One way I see marketers in the technology industry, among others, hurting themselves is by using the term demand generation when they really mean lead generation. Lead generation is the practice of finding prospects out there in the world, ones that have a genuine chance of purchasing from you (or taking some other action you want them to take). That means you identify and begin a relationship with a potential buyer who already has a certain level of demand for the product you offer. If there is no demand, there is zero chance of purchase (unless you’re a con artist), and therefore there is no lead. In other words, the demand already exists in the market. The lead generation activity connects that demand to a product which can fill it to both parties’ advantage. In short, lead generation is actually demand realization.

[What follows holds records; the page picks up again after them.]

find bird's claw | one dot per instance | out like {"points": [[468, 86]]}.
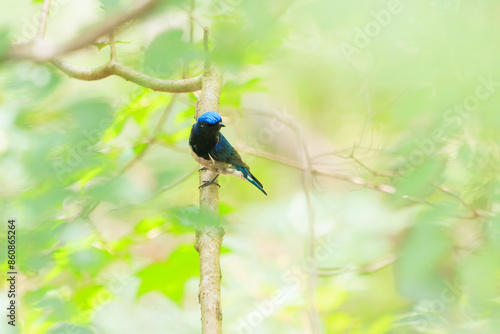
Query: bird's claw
{"points": [[207, 183]]}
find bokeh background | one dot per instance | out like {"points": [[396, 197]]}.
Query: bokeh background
{"points": [[373, 126]]}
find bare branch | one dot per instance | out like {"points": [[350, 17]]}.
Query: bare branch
{"points": [[112, 47], [209, 238], [144, 80], [44, 15], [205, 48]]}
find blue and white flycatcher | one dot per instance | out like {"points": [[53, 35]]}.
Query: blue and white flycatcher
{"points": [[212, 150]]}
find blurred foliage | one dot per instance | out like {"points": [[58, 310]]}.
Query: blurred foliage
{"points": [[399, 98]]}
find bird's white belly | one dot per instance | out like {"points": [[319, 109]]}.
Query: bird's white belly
{"points": [[218, 167]]}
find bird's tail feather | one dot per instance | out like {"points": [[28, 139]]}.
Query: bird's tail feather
{"points": [[252, 179]]}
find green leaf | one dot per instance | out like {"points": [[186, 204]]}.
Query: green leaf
{"points": [[169, 277], [89, 261], [422, 257], [66, 328]]}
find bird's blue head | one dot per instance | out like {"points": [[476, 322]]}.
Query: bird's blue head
{"points": [[210, 117]]}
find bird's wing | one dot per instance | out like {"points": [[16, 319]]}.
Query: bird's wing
{"points": [[224, 152]]}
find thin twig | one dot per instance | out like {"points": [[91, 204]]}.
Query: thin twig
{"points": [[41, 52], [144, 80], [44, 14]]}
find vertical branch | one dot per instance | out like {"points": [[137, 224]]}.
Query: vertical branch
{"points": [[43, 20], [209, 236]]}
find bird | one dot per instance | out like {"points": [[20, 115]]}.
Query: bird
{"points": [[212, 150]]}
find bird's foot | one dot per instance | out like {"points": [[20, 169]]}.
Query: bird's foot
{"points": [[207, 183]]}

Demand generation is something entirely different. Demand generation is activity that actually increases the potential that exists latently in the market, without regard for the efficiency with which your sales team fills this potential. I use the term pretty broadly to cover any activity that increases awareness of the need among target prospects, preference for a solution of your type, or brand affinity for your solution in particular.
Let’s see it in practice. Direct mail typically is 97% lead generation and 3% demand generation. Online advertising is maybe 70% demand generation and 30% lead generation. Most broadcast advertising is 100% demand generation, but there is a breed of direct-heavy advertising that is strongly oriented toward lead generation. Infomercials and extended (several minute) commercials often try to generate a significant amount of demand and also convert you into a lead or even a sale all in a single throw.

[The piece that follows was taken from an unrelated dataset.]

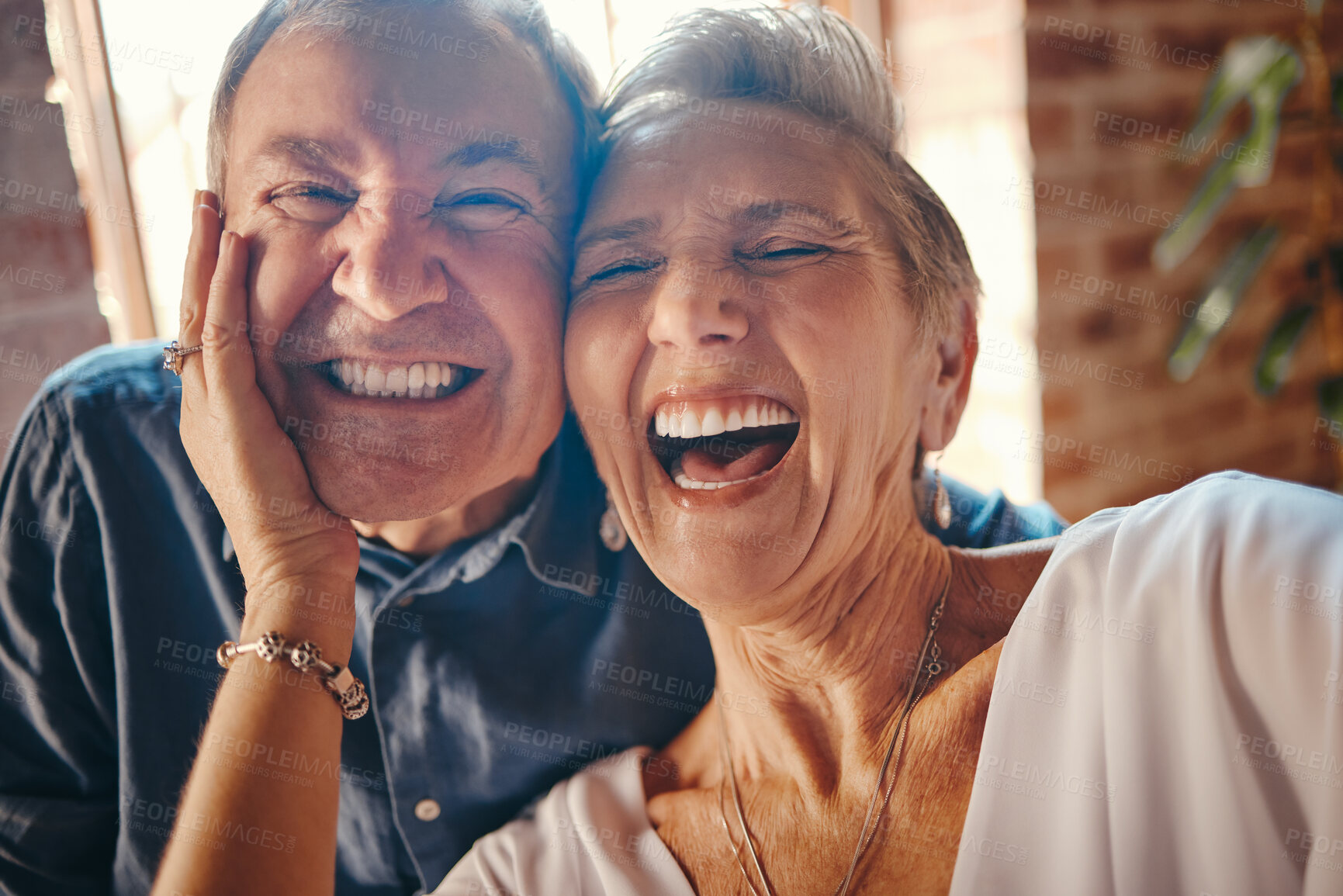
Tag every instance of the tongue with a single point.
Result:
(738, 461)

This argument may seem like an academic and anal-retentive one that doesn’t matter in practice, but I don’t feel that’s the case. I routinely watch the marketers and business managers responsible for the budget mix get themselves confused because of these terms. Let’s say we have a mature product for which growth has gotten perilously close to zero or in fact is in decline. What’s the marketing response? More demand generation. Of course. After all, the problem is that there is not enough demand. So by carpet bombing sufficiently many human beings with DM and shoving an incentive down their throats, we manage to stuff a bunch of names and e-mail addresses into a database. Boom. Lots of demand has been generated, clearly.
And yet, no more people are buying. The business managers all get together and scratch their heads and say, “Now how come sales continue to falter even though we’ve generated all this new demand?” You didn’t generate demand, folks, you generated names and phone numbers in your CRM system. Not the same thing.
It’s difficult because it’s a standard term in the industry, but I try to train marketing and sales teams to stop using the term demand generation when they really mean lead generation. It’s difficult. Nonetheless, I recommend this practice if you’re interested in preserving clarity of thought as you seek to optimize marketing and sales performance.